Last May, as Global News published an investigation showing Canada’s sickest inmates are held in its deadliest prisons, Public Safety Minister Steven Blaney pledged to take seriously the treatment of mentally ill inmates – starting with a two-bed pilot project at a facility designed for offenders with severe mental illness.
More than six months later, that two-bed pilot project has yet to materialize. The federal government, for its part, points to an interim agreement for one woman as progress in itself.
There’s now one federal female inmate kept at the Royal Ottawa’s Brockville Mental Health Centre’s Forensic Treatment Unit: Marlene Carter has been there under an interim agreement since a failed attempt by the Crown to have her designated a dangerous offender – a ruling the Crown is now trying to appeal.
A judge found Carter’s condition was getting much worse in the Saskatoon psychiatric prison where she spent much of five years tied down to a bed, board or chair – often for such long periods her muscles atrophied from disuse. Carter, who has tried to kill herself multiple times and would smash her skull against whatever hard surface was closest, is doing much better since her July transfer to the Brockville, Ont. facility, her lawyer says.

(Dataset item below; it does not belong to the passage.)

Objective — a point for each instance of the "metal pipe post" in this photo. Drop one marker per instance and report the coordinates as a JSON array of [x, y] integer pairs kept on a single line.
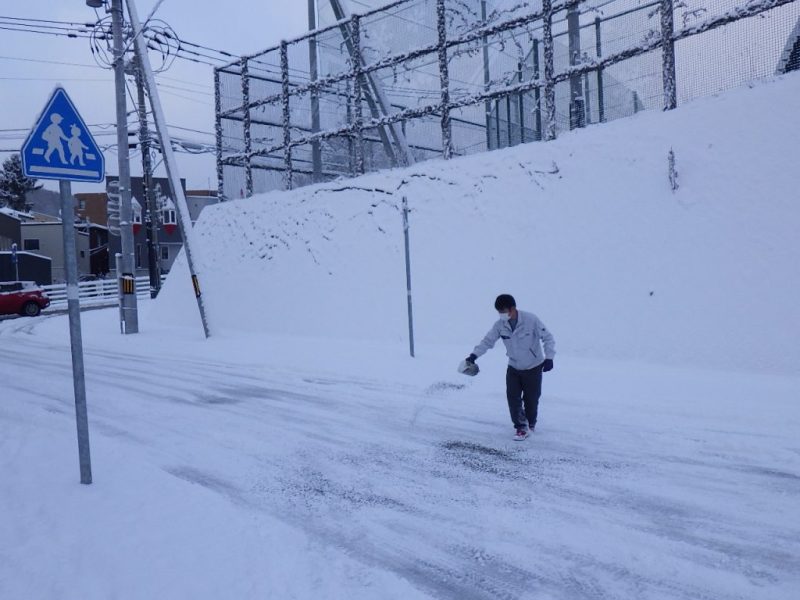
[[184, 218], [549, 86], [577, 117], [537, 93], [130, 313], [316, 148], [247, 130], [358, 95], [286, 115], [668, 58], [218, 135], [153, 249], [444, 80], [486, 78], [408, 279], [601, 106], [76, 341]]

A.G. Ahmed, Associate Chief of Psychiatry at the Royal Ottawa’s Forensics Programs in Brockville and Ottawa, says they’re still waiting for a two-bed agreement with Correctional Services of Canada to be finalized.
“To be candid … we’re still in the contract drafting stages. We’re still waiting,” Ahmed said.

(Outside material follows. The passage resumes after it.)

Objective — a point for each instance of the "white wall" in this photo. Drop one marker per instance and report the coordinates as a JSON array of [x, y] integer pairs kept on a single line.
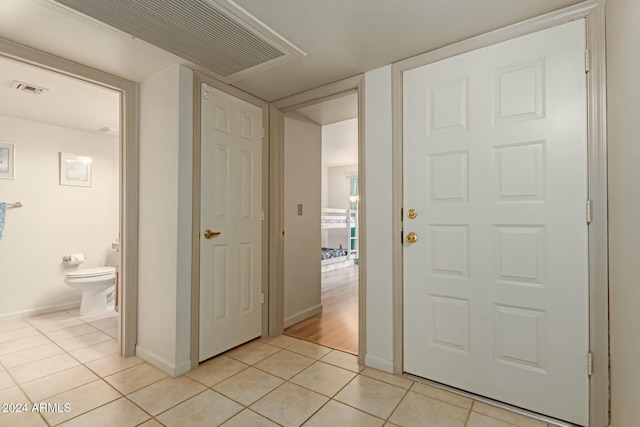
[[338, 191], [623, 103], [164, 284], [56, 220], [378, 148], [302, 171]]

“It takes time. … It’s a question of looking at certain definitions – of whether the patient can stay here, definition of beds, are they going to be penitentiary beds? All those.”
The uncertainty puts a significant strain on the centre’s resources, Ahmed said.
“We don’t have beds that we can use willy-nilly. We are trying to make do. … These are individuals who are very, very difficult to manage. I mean, this is a big risk we’re taking.”
But a Corrections spokesperson indicated in an email that, apart from the “interim agreement” for Carter, they could be waiting a while for a formalized program.
“CSC is currently in a partnership with the Royal Ottawa Health Care Group and an interim arrangement was put into place in July 2014. By using these services, CSC is currently piloting this project,” Sara Parkes wrote.
“CSC continues to work with the Royal Ottawa Health Care Group to secure a longer term arrangement for guaranteed access to two beds in the Integrated Forensic Program located at the Brockville Mental Health Centre Forensic Treatment Unit.”
In the meantime, the federal government has yet to respond to more than 100 recommendations made in the wake of Ashley Smith’s death. While Blaney indicated this response would be forthcoming by next month, his department has since been much more equivocal about that time frame.
The small number of offenders involved also makes it tougher to make much of an impact in an area that even Blaney has acknowledged is a problem that needs to be addressed.
“You need a critical mass to say you’re developing specialized programs,” Ahmed said.
“But what do I know? I’m just a clinician.”
Studies in Canada and the U.S. have indicated people with mental illness, if they don’t get proper treatment, emerge from prison settings significantly more likely to reoffend – especially if they’re kept in solitary confinement. But despite calls both internationally and within Canada to stop keeping sick people in solitary, the federal government continues to segregate its sickest inmates.
Updated 5:30 p.m. Thursday, Nov. 13 to clarify The Royal runs Brockville’s Forensic Treatment Unit, adjacent to the Secure Treatment Unit at the provincially run St. Lawrence Correctional Facility. We regret the confusion.